Object Model and Namespaces
More advanced than most systems, where you must create Tags or Variables for all internal properties and custom logic for your projects, FactoryStudio allows your application(s) to directly access all the business objects that were created in your project. This means that user-created temporary tags are not required to manage the status of PLC network nodes, the total number of alarms in a group, or the number of rows in a dataset. You can now access runtime objects, business objects (representing a network node), an alarm group or dataset, and display required information or take action directly through their built-in properties
FactoryStudio has an underlying .NET object model, 100% managed code, specifically targeting the development of Real-Time data management applications. The hierarchical object model includes the following top-level objects, which correspond to the main modules in FactoryStudio:
 
Tags
Dataset
Historian
Script
Security
Server
Alarm
Client
Device
Info
That top-level hierarchy is implemented as .NET Namespaces. Each Namespace has the .NET classes and objects created when building a project configuration. Besides having the configuration settings, those objects also have runtime properties, methods and status.

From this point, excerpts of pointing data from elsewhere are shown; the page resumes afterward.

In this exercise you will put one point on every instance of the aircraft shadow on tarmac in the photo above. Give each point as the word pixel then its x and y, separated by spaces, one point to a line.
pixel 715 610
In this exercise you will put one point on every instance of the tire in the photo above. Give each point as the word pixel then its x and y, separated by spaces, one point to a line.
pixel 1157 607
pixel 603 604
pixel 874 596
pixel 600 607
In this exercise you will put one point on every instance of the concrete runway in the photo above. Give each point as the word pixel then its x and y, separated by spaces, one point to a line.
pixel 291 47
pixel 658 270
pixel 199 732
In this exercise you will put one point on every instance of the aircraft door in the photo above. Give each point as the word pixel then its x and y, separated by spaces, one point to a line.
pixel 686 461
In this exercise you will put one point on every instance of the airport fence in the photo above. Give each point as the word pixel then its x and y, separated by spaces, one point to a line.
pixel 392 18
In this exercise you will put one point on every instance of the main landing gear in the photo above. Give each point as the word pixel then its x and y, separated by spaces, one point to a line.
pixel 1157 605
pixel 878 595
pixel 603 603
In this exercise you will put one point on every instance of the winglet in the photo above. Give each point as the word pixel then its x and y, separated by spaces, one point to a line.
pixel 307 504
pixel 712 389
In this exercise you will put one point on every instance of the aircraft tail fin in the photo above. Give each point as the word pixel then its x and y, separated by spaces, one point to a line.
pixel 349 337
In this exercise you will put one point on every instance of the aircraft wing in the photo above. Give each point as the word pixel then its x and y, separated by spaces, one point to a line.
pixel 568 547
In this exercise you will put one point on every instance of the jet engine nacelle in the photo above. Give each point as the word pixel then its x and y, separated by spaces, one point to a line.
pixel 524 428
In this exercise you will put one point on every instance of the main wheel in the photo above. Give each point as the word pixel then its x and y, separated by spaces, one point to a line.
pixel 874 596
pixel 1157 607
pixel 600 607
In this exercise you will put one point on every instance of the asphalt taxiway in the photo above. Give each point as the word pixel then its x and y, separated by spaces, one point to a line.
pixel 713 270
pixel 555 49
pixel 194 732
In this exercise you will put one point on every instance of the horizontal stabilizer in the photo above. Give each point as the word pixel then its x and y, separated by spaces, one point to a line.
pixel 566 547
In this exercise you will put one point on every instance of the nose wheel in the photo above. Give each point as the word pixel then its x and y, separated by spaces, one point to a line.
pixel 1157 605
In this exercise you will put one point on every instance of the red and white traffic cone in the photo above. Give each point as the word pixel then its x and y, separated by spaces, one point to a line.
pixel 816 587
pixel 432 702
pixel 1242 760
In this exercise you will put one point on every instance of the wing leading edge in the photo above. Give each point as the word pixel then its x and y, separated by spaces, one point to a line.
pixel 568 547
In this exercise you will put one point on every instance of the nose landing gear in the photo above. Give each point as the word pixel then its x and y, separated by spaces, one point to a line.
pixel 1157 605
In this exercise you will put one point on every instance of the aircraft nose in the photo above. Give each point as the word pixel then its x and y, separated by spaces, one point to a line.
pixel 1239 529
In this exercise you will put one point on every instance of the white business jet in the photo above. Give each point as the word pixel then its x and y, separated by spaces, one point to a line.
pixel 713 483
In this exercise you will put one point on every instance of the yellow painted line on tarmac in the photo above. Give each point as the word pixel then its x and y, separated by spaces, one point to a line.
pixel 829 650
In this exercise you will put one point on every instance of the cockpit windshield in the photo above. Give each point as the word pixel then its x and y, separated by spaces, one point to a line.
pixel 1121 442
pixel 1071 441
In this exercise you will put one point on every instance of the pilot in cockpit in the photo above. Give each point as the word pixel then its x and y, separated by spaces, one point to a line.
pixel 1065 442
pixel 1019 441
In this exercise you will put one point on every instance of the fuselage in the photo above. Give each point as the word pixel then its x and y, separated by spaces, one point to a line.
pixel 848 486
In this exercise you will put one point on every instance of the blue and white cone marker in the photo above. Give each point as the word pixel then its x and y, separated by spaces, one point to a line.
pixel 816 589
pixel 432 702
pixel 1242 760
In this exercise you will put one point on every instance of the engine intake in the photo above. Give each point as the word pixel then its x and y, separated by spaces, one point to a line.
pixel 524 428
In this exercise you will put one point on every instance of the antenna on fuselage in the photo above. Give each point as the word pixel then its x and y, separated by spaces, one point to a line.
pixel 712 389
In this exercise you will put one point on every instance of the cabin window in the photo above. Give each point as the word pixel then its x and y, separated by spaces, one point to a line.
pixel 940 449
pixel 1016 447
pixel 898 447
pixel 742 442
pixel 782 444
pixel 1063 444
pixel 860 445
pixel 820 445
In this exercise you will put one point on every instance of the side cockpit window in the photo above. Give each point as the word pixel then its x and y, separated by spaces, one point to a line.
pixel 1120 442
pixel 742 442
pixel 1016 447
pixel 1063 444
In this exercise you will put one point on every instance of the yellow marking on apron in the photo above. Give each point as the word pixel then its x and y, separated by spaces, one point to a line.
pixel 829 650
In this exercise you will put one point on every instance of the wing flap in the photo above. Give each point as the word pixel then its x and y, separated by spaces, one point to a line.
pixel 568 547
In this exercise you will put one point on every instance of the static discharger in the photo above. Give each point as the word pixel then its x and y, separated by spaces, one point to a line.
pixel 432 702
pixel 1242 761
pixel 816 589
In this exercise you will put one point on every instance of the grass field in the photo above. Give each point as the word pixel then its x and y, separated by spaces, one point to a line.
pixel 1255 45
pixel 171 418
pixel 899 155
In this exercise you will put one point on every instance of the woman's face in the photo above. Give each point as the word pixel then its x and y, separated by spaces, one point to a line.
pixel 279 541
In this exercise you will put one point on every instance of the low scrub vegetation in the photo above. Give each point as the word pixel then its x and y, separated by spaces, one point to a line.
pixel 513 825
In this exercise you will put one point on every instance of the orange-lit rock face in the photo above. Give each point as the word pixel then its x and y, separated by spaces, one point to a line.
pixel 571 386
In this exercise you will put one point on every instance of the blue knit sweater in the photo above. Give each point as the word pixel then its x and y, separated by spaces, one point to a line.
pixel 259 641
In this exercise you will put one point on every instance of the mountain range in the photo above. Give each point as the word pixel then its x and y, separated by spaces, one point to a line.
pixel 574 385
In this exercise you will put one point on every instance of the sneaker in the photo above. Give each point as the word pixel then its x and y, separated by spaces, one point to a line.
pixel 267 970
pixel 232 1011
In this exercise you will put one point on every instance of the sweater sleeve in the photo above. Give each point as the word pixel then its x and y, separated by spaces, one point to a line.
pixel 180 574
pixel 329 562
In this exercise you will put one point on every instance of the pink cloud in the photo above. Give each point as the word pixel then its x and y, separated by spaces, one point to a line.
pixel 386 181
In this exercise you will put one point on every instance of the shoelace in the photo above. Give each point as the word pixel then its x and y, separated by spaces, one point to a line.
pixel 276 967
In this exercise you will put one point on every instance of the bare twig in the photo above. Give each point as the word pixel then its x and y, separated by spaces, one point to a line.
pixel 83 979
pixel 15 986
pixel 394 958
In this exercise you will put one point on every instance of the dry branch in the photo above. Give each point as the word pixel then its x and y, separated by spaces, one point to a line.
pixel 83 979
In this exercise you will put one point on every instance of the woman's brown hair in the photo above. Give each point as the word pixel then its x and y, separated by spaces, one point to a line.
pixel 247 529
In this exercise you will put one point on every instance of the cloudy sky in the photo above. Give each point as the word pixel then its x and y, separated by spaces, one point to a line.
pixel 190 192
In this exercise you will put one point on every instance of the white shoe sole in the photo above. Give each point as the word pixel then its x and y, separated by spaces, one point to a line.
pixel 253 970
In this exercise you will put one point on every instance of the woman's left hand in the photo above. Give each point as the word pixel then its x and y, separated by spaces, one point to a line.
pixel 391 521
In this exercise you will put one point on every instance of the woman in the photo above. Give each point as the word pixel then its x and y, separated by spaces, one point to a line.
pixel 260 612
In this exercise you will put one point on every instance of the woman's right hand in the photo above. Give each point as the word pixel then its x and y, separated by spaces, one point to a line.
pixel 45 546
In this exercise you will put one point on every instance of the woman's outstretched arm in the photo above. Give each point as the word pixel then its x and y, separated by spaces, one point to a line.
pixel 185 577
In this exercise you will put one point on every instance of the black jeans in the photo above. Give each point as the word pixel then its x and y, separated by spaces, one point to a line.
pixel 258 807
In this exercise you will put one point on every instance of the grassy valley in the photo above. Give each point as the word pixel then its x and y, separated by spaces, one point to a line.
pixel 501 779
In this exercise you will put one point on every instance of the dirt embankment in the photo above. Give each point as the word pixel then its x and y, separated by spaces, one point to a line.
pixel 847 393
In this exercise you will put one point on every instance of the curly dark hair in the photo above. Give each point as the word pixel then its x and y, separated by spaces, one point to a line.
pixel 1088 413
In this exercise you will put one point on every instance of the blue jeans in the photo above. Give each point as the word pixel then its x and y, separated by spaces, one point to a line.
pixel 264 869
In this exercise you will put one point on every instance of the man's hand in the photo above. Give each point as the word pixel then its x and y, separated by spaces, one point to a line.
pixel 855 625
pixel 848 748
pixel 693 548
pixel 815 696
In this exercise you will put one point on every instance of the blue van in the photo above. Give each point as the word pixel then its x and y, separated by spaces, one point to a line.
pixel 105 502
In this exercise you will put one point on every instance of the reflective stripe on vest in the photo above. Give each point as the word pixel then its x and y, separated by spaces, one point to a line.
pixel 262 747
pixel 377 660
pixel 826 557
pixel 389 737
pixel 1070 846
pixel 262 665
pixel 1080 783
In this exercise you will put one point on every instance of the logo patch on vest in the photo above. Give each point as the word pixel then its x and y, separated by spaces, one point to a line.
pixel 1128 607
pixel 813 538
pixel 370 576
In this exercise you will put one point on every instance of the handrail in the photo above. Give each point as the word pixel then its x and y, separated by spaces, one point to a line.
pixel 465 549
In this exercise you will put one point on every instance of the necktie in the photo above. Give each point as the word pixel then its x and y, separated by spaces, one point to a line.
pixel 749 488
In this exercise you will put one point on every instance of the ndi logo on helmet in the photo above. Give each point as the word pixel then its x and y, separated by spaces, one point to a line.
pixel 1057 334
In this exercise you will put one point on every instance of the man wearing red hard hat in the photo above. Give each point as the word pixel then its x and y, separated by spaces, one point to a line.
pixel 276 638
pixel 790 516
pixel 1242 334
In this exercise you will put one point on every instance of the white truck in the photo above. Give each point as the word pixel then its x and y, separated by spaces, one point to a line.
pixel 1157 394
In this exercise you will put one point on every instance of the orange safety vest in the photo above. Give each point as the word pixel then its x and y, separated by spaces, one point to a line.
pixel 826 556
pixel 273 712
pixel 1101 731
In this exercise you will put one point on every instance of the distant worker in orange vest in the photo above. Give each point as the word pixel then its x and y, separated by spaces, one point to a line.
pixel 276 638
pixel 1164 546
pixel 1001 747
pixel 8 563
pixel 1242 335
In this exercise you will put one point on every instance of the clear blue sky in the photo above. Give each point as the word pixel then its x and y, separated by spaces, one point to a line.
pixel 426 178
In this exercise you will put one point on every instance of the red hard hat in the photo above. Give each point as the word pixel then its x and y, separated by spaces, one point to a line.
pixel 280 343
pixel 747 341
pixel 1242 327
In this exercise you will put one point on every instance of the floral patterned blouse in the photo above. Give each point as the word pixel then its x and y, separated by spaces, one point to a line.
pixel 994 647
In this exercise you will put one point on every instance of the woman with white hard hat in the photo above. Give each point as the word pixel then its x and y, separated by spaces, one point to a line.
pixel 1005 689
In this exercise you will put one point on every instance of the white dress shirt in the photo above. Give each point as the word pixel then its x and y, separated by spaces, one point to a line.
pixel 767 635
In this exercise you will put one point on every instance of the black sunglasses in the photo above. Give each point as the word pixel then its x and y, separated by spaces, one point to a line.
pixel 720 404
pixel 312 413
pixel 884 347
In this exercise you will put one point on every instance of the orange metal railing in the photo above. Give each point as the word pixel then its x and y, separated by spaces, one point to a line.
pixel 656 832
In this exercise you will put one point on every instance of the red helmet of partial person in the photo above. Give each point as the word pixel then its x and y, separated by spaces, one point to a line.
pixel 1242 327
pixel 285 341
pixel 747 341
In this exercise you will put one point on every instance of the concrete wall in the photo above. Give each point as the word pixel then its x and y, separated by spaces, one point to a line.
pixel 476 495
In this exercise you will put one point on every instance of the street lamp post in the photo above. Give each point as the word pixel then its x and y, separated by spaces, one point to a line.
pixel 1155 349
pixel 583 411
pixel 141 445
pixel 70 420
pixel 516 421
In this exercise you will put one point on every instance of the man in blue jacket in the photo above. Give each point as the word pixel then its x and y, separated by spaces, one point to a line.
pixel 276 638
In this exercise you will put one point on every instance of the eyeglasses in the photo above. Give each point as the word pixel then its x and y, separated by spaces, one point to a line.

For instance that Tag namespace has all the tags in the application and each tag has built-in properties field properties such as Quality, TimeStamp, Min, Max, Units and many others. Examples:
Tag.tagname1.bit0, tag.tagname2.timestamp
The same concept of the tag fields applies to all namespaces, for instance:
Alarm.TotalCount:, Alarm.Group.Warning.Disable:
When building the project configuration, filling input fields or creating scripts, the system always has the Intellisense auto-completion, which guides you to the existing properties that are allowed to use according to what you are editing. This feature allows you to easily “drill down” to a specific property.
When accessing a project object in the .NET Script Editor, it is necessary to prefix the namespace with "@" symbol in order to avoid conflict with the .NET local variables names..Example, in Script-Tasks and CodeBehind, use:
@Tag.Analog1
@Device.Node.Node1.Status
The @ symbol is not necessary on Grids and Dialogs. Some input fields may require object of only one type, such as Tag or Display, the Intellisense will automatically guide you to the allowed objects.
For some users that don’t have previous experience in .NET or similar object-oriented systems, those concepts are abstract at the beginning, but when learning the engineering configuration tools and the FactoryStudio modules, the power of those concepts will be clear. What is completely sure is that when getting used with object models and Intellisense, there is a huge productivity increment and you no longer accept working with systems lacking those features.